As operators continue to press the envelope on optimizing their resources by high-grading drillable locations and leveraging vendor cost concessions, there arises the prospect of an emerging strategy shift that could underpin a further ramp-down in drilling even as the stage is set for increased oil production in the near term. That might sound grim, yet there’s a silver lining on the horizon as a result.
The RigData News & Analysis (RDNA) team came to this conclusion after reviewing comments made during some operators’ recent conference calls pointing to reduced E&P capex in 2016. We found a useful proxy for our thesis in Occidental’s (OXY) and Anadarko Petroleum’s (APC) recent conference calls highlighting drilling efficiency improvements for Wolfcamp Shale wells. These two operators also provide some contrast between what to expect from operators fully entrenched in the development/production mode (OXY) of the play vs. one maturing into this mode (APC) over the next year.
Relative to 2014, OXY reduced its average Wolfcamp well cost by 42% to $6.3 million/well, while APC lowered its average Wolfcamp cost by about 37% to $7.5 million/well and expects to shave another $1.5–$2.0 million off its future cost as its pad-drilling campaign expands field-wide. Much of the cost savings is due to reduced cycle times as well as lower day rates. Anadarko has lowered its Wolfcamp drilling cycle times by 13% when comparing its 3Q15 vs. 2Q15 averages. OXY, which started with a much lower base number, still was able to lower its drilling cycle time by 5% QtQ. It’s likely that such improvements in cycle times underpinned an 18% QtQ gain in total Wolfcamp wells drilled in Q3, one of only five major unconventional plays to post a QtQ increase during the peiod. What does this suggest? It seems that later entrants bidding to expand development in currently economic plays still have room for efficiency improvements. But the capex pullback/high-grading push amid low oil prices has blunted some of that efficiency initiative.
Consequently, the rise in the number of drilled yet uncompleted wells (DUCs) reflected a need to boost returns by waiting for vendor price cuts to kick in. We now see this phenomenon beginning to slow as operators capture the benefits of reduced costs. Now the economics favor completing these backlogged wells vs. spending capital to drill and complete new wells. So operators are more inclined to draw down or at least not build upon their DUCs inventory going forward. APC indicated as much when it noted that its incremental 4Q15 DUCs would range from -25 to +25 wells. This contrasts with the prior 3 quarters, when APC averaged an incremental 67 DUC wells added each quarter.
The RDNA team believes this slowing DUC trend is emerging as a pattern for the US industry overall and would be the logical precursor to what Dave Lesar of Halliburton described as the “Drill or Die” scenario.
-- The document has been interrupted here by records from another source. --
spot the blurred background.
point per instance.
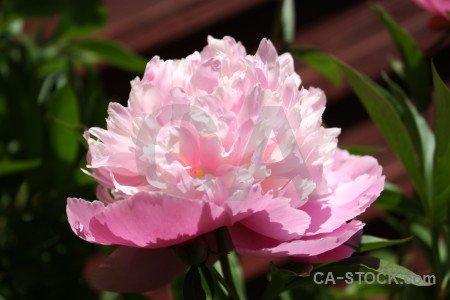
(62, 61)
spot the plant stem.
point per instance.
(221, 236)
(436, 258)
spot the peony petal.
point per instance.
(249, 242)
(279, 221)
(343, 251)
(137, 270)
(148, 219)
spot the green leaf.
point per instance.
(416, 67)
(192, 286)
(321, 62)
(370, 242)
(64, 119)
(441, 98)
(288, 21)
(8, 167)
(388, 121)
(420, 133)
(281, 278)
(112, 53)
(390, 197)
(208, 282)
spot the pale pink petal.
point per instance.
(279, 221)
(150, 220)
(249, 242)
(343, 251)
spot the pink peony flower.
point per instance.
(441, 11)
(220, 138)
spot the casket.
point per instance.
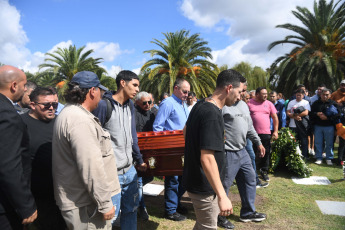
(163, 152)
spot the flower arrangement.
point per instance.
(286, 150)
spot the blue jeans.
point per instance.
(250, 151)
(141, 182)
(129, 199)
(324, 133)
(173, 193)
(239, 167)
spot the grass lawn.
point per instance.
(287, 205)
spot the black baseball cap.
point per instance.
(87, 79)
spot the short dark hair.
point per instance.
(258, 90)
(31, 85)
(299, 91)
(229, 77)
(74, 94)
(125, 75)
(178, 82)
(300, 86)
(40, 91)
(163, 95)
(191, 94)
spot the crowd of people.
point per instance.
(75, 166)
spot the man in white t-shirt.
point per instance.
(299, 121)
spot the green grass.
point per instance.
(287, 205)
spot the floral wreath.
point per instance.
(286, 150)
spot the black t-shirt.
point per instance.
(205, 130)
(40, 135)
(144, 120)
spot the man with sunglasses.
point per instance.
(144, 119)
(42, 117)
(172, 115)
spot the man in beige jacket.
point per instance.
(84, 166)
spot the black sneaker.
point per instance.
(260, 184)
(175, 217)
(142, 213)
(224, 223)
(256, 217)
(182, 210)
(264, 175)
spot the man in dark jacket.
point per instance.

Quite simply, an operator at some point will experience overall production volume declines due to a lack of investment in well development. But in an environment of depressed oil and natural gas prices, working through an inventory of DUC wells enables the operator to add production at a lower unit cost than would otherwise be the case. Thus while completion activities will be muted going forward, they will nonetheless garner a greater share of capital budgets than drilling activities. That said, once this phase plays out, it will force operators to reset their drilling campaigns and thus cause a quick surge in the rig count—we’re guessing by 3Q 2016.